Remembering the heroic submariner who caused havok in Ottoman waters but spared its civilians
Tom Mendelsohn, ITV News
The Gallipoli Campaign was one of the great Allied defeats of World War I. From 25 April 1915 until 9 January 1916, the crumbling Ottoman Empire managed to hold out against superior British and Anzac forces attempting to secure a sea route through to the allied Russian Empire.
But despite the fact the Allied powers quit the campaign after just eight harrowing months, there are many individual tales of great heroism; not least the campaign waged by the-then Lieutenant-Commander Martin Dunbar-Nasmith of the Royal Navy.
Admiral Sir Martin Dunbar-Nasmith, as he would eventually become, was awarded the Victoria Cross after a three-month period attacking Ottoman shipping in the Sea of Marmara - in doing so becoming the first enemy captain to penetrate the Golden Horn past Turkey's Bosphorus Straight in 450 years.

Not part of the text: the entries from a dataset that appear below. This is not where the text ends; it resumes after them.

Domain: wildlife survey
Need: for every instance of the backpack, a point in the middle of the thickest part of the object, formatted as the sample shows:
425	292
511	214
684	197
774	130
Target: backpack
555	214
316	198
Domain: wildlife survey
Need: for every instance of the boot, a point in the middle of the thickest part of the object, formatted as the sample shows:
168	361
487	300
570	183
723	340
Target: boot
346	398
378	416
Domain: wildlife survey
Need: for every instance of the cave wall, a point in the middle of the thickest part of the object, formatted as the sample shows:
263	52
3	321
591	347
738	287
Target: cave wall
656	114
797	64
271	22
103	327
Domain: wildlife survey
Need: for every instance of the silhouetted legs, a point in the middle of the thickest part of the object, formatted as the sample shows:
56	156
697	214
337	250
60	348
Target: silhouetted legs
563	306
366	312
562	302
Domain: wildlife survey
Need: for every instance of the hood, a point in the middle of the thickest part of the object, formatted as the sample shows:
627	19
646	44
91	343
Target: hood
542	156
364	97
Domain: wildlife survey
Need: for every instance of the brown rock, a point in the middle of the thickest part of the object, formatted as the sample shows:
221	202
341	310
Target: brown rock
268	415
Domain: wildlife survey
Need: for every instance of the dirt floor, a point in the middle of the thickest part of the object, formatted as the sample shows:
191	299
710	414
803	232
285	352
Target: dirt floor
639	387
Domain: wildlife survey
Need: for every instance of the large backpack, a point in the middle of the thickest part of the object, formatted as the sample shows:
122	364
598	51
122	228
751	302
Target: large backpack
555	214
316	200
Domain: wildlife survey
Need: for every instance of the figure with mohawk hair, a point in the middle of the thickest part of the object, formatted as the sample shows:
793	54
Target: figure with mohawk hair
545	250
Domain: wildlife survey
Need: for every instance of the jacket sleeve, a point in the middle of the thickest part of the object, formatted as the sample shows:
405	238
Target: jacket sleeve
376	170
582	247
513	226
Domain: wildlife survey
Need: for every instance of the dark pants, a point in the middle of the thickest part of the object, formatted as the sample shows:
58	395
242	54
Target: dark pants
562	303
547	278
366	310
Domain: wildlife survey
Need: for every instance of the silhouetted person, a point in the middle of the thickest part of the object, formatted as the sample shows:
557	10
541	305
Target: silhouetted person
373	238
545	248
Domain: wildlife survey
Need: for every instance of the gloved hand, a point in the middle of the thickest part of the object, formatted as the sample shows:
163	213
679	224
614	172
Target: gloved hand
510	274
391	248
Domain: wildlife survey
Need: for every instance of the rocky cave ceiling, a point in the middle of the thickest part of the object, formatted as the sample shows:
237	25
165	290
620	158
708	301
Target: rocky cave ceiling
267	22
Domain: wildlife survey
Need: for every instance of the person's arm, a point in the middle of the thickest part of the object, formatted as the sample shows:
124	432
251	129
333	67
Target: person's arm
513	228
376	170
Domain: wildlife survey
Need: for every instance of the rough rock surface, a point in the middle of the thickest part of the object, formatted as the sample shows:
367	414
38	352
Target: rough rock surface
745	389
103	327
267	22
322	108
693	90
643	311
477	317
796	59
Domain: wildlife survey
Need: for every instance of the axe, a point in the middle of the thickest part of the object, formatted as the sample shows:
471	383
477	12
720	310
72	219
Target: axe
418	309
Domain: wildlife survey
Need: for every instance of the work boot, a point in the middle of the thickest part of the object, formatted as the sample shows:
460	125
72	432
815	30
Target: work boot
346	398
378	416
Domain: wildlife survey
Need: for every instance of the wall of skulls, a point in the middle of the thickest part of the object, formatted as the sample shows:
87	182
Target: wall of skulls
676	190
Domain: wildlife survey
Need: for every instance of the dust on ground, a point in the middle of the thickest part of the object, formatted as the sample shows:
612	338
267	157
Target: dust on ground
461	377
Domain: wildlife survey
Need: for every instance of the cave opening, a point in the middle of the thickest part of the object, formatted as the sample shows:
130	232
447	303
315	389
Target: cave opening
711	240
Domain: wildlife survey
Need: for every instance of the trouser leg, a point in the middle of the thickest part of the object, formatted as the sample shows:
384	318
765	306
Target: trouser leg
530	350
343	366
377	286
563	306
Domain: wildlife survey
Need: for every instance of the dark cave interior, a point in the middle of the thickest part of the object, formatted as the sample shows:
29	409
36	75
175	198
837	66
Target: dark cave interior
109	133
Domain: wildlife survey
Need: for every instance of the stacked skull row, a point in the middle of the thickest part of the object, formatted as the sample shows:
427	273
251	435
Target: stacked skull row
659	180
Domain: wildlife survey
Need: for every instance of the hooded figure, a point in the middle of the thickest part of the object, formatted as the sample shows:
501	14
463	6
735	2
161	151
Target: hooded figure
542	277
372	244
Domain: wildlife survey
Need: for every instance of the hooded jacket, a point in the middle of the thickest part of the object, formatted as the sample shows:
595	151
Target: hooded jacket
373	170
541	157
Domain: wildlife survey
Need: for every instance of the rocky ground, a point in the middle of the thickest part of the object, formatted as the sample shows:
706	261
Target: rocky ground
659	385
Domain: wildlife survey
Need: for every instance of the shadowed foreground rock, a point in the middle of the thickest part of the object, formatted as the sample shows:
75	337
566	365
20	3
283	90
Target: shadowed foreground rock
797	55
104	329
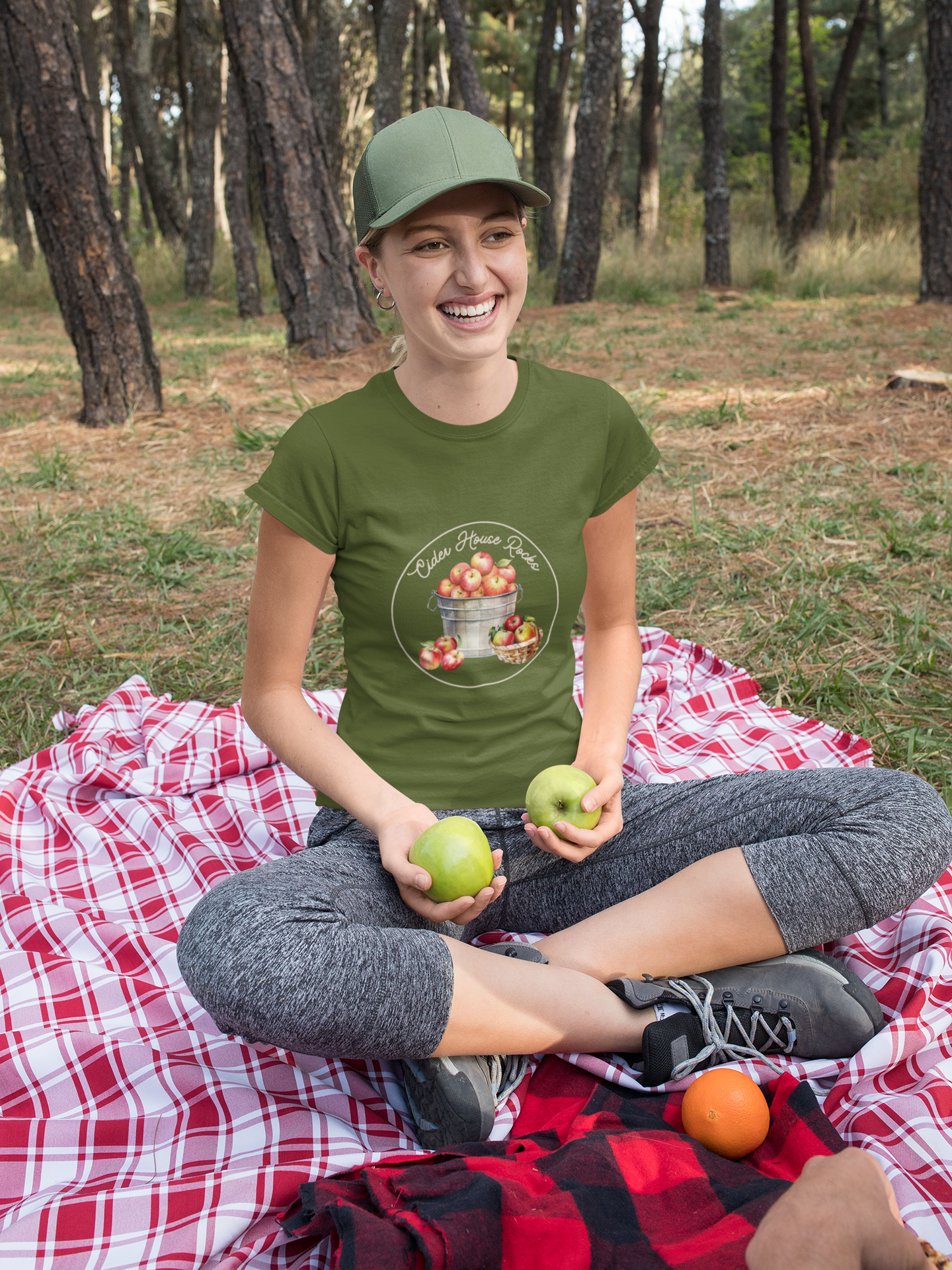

Lt Cdr Dunbar-Nasmith and his crew sank 97 Ottoman ships in total, but, says his son Sir James Dunbar-Nasmith, a renowned Scottish architect, he always endeavoured to fight a civilised war.
Lt Cdr Dunbar-Nasmith was a man of principle. He'd torpedo enemy warships without warning, but much of the shipping he encountered was civilian.
"If it were a dhow," explains Sir James, "he'd come to the surface and hail the captain. Mostly they had ships boats, but if there were none, he'd inspect their cargo and purloin it, and allow the crew aboard his submarine."
Once, he confiscated a cargo of Turkish delight from one dhow. When the next one turned out not to have boats and to be carrying old ladies, he rescued them before sinking their vessel.
"He then put them ashore on some inconspicuous coast, and one by one shook them warmly by the hand and gave them each a box of Turkish delight," says Sir James.
"There's a photograph of the deck [of the submarine] awash with a whole row of Turkish men, all wearing fezzes with their feet in the water, going quite fast.
Another tale surrounds what is probably the only military action in history involving a submarine and some cavalry, who fired down from a cliff to drive the submarine away from the ship it was pursuing.
Amid the chivalry, however, it's easy to forget that the Sea of Marmara was extremely dangerous for submariners.
"The big hazard was getting into the sea itself," says Sir James. "There were two big anti-submarine nets hung with mines, with boys on the top to warn the army if they were disturbed."
The best way through was to put out a cutting wire and drive at the nets at top speed - hoping to cut through them. On Lt Cdr Dunbar-Nasmith's first exit attempt, they did just this. He found to his dismay a mine had been caught on his boat, so without telling the crew, he tipped his nose down and reversed his engines in a risky but successful attempt to shake it off.
"He was naturally a modest man," says Sir James. "People didn't like to talk about the Great War, because for many of them it was too traumatic an experience. If he did talk about its experiences, it was never in terms of being brave."